2) The AA may discuss to a deeper level the technology transfer and scale up limits of such formulations that can halt their future development an commercialization. This issue is highly relevant as also demonstrated by the limited number of products reaching clinical trials and the market.
Author Response
Reviewer # 3:
The manuscript reviews in an insightful way the interesting anticancer applications of lipid-polymeric hybrid nanoparticles. The review is generally well done and can be of interest to readers. There are not particular criticisms and therefore it is recommended publication and minor revision. Note some unformatted parts in the manuscript.
The following points need to be addressed though:
1) Title- What do the AA mean with the term intelligent? I suggest to change the title as this term is usually employed for a special kind of colloidal systems such as stimuli responsive gels or particles. The present review encompass a wider range of formulations and in particular targeted NP. Therefore, in order not to be misleading I suggest to delete the term intelligent. which is unnecessary.

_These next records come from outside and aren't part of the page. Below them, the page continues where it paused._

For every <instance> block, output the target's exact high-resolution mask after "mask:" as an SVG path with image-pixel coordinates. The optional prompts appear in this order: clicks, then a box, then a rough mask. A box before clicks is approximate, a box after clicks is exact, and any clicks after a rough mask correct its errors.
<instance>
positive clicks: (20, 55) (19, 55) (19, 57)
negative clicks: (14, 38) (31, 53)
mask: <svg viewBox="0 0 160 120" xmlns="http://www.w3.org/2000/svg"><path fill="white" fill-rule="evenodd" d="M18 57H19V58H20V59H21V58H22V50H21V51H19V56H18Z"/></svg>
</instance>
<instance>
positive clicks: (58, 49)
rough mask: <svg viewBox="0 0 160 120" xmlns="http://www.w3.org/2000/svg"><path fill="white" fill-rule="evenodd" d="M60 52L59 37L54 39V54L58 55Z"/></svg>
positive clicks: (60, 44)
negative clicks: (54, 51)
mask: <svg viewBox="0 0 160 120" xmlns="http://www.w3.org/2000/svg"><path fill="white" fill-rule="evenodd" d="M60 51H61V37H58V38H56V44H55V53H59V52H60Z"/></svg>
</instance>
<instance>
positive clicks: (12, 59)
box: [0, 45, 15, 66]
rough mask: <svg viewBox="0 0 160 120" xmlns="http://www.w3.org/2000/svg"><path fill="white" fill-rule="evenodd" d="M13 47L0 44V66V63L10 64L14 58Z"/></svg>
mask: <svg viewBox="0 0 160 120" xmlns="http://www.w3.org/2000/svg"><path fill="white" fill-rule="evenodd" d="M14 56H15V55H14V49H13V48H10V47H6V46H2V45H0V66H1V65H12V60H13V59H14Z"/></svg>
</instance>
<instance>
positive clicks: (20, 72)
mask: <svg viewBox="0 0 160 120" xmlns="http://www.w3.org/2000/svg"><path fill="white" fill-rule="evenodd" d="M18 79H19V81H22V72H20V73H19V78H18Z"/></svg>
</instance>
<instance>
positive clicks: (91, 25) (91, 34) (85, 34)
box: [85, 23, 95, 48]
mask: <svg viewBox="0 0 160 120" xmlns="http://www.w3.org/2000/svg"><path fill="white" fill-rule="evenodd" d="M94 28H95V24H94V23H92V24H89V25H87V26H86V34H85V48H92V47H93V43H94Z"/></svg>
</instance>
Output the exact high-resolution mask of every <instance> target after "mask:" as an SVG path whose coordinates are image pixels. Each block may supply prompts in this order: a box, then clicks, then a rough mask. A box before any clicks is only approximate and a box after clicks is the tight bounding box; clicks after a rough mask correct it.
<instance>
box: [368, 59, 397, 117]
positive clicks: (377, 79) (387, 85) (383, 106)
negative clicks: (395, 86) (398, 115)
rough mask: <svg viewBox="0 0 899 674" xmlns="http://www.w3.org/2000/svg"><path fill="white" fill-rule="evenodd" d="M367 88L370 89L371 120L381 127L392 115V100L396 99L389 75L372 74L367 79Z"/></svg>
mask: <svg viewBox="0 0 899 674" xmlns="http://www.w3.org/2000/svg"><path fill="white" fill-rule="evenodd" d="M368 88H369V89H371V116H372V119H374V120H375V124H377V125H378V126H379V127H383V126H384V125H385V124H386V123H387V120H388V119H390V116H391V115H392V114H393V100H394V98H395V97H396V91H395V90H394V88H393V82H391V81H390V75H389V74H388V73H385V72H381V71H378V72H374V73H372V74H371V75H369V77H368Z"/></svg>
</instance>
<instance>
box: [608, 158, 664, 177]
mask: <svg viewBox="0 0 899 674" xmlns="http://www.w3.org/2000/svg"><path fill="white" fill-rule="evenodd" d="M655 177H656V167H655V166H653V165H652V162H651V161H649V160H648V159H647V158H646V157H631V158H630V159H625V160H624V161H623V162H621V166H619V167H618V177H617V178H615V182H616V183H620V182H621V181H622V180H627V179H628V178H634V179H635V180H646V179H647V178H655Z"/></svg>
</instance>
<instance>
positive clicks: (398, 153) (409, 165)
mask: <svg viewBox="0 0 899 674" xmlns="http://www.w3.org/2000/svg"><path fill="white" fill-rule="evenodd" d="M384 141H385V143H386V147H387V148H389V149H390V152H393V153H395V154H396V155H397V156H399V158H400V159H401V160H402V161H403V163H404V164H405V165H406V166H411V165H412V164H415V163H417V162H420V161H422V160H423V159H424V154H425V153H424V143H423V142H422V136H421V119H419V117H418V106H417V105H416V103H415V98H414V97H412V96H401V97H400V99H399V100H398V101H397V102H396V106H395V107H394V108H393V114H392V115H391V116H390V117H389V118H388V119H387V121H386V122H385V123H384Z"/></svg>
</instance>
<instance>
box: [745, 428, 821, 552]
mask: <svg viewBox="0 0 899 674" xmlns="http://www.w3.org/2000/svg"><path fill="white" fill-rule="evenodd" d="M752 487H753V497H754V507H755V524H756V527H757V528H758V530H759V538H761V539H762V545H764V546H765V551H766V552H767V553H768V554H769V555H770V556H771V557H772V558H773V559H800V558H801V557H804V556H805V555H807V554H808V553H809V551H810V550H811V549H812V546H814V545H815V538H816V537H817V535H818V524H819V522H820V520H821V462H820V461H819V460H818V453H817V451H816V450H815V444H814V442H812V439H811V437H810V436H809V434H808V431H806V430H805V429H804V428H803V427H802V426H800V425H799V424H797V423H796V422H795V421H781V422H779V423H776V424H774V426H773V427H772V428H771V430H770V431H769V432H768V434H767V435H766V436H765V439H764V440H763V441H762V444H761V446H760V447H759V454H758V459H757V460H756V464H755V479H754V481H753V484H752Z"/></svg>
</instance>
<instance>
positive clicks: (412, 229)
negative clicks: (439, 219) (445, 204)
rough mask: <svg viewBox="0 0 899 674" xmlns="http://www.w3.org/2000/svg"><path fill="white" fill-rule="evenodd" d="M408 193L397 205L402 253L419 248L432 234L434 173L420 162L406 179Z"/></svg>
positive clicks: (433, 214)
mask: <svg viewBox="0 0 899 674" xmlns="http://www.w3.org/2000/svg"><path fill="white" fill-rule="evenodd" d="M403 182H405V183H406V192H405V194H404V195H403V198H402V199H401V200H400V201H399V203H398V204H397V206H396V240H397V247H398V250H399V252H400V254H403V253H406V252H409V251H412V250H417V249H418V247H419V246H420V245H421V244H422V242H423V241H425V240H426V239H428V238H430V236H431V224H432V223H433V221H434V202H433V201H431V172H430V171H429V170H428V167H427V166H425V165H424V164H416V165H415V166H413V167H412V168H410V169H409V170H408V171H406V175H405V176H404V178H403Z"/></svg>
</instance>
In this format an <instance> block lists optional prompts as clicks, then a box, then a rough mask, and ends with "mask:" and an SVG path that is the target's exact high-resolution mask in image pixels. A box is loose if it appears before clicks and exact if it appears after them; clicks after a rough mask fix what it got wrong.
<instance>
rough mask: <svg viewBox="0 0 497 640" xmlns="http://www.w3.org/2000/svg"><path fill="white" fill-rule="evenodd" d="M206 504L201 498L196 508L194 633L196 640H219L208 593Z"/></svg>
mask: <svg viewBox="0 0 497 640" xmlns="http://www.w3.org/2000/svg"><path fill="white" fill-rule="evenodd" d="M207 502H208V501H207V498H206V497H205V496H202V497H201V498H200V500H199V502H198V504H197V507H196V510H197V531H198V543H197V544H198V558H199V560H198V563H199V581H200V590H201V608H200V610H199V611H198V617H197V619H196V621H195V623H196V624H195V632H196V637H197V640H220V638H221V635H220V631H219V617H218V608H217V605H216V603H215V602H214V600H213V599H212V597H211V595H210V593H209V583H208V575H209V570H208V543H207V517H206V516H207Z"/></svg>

- Response: We thanks the reviewer’s great suggestion. We agreed with reviewer’s comments. We deleted the term “Intelligent” from the manuscript. The new title of the manuscript is given below-
“Utilization of Polymer-Lipid Hybrid Nanoparticles for Targeted Anti-cancer Therapy”
2) The AA may discuss to a deeper level the technology transfer and scale up limits of such formulations that can halt their future development and commercialization. This issue is highly relevant as also demonstrated by the limited number of products reaching clinical trials and the market.

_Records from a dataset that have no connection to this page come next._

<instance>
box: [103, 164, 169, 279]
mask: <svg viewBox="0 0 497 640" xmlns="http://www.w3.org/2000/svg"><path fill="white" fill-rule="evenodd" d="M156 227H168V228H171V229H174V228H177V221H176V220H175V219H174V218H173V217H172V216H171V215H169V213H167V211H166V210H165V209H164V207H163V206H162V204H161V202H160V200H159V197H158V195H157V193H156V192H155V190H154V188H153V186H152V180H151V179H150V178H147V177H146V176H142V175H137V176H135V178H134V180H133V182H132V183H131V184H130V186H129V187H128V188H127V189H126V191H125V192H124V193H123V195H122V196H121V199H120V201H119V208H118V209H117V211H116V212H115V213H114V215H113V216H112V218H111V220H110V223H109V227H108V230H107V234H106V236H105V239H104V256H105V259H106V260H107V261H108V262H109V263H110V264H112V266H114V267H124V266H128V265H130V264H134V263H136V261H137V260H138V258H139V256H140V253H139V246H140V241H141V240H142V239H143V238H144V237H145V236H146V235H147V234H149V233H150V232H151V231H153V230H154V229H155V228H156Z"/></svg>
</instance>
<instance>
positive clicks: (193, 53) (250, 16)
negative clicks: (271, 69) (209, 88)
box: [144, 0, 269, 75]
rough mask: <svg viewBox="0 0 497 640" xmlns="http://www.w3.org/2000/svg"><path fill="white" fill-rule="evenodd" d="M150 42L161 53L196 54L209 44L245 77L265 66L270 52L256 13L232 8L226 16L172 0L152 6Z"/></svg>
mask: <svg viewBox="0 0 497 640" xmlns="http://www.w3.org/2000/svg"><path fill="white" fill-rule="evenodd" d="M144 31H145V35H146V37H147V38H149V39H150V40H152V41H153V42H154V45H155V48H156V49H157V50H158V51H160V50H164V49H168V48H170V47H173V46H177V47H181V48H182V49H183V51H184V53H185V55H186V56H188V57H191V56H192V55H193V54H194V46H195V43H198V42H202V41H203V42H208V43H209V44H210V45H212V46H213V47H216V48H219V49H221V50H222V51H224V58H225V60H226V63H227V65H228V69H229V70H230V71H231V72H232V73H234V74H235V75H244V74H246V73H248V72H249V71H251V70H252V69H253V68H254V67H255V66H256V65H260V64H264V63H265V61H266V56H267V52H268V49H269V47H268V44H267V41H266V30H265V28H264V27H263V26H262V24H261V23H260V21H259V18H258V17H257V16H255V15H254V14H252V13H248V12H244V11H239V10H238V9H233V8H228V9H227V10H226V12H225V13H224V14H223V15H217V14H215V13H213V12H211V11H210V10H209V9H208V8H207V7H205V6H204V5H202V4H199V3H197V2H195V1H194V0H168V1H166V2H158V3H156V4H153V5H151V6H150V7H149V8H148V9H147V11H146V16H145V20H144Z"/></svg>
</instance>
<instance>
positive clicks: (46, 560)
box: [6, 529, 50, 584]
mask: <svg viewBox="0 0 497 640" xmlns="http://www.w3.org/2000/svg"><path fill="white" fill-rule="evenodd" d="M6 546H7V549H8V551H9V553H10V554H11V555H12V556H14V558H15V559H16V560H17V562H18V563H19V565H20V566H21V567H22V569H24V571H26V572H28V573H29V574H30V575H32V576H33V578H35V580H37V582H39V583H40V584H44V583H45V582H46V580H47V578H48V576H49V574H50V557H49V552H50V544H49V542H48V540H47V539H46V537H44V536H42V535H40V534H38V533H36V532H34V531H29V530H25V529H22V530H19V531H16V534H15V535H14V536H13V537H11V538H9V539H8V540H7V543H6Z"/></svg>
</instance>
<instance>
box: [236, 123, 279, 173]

- Response: Thank you for the reviewer’s insightful comment. Following your comment, we discussed a few key aspects in the perspective section with highlighting large scale-up point of view. The revised manuscript is now provided as follows.
Addition:
Page 31, line 892: However, the translation of PLHNPs into clinical applications is still in its infancy stage. The stability, toxicity, safety, and pharmacokinetics properties are the key aspects that should be focused in addition to the regulatory strategies necessary for predicting the potential risk and assessments of PLHNPs in the market. For example, there is a need for proper selection of solvent, material, and procedure before NPs fabrication. Specifically, the solvent used during synthesis can affect the stability of the NPs. During scaling-up, and they may induce toxic problems for the environment. In addition, during scaling up of PLHNPs, stability, binding ability, and circulating property could be compromised. To address these, there is a need to focus on developing solvent-free and easy scaling-up preparation methods suitable for the fabrication of PLHNPs. One of the major obstacles for the commercialization of PLHNPs is the need for expensive clinical studies, which could be overcome by investments from pharmaceutical and medical device corporations. Overall, the optimization of therapeutic requires, easy production steps, cost, scale-up and the addressing the regulatory concern can assist PLHNPs to attain the potential clinical applications.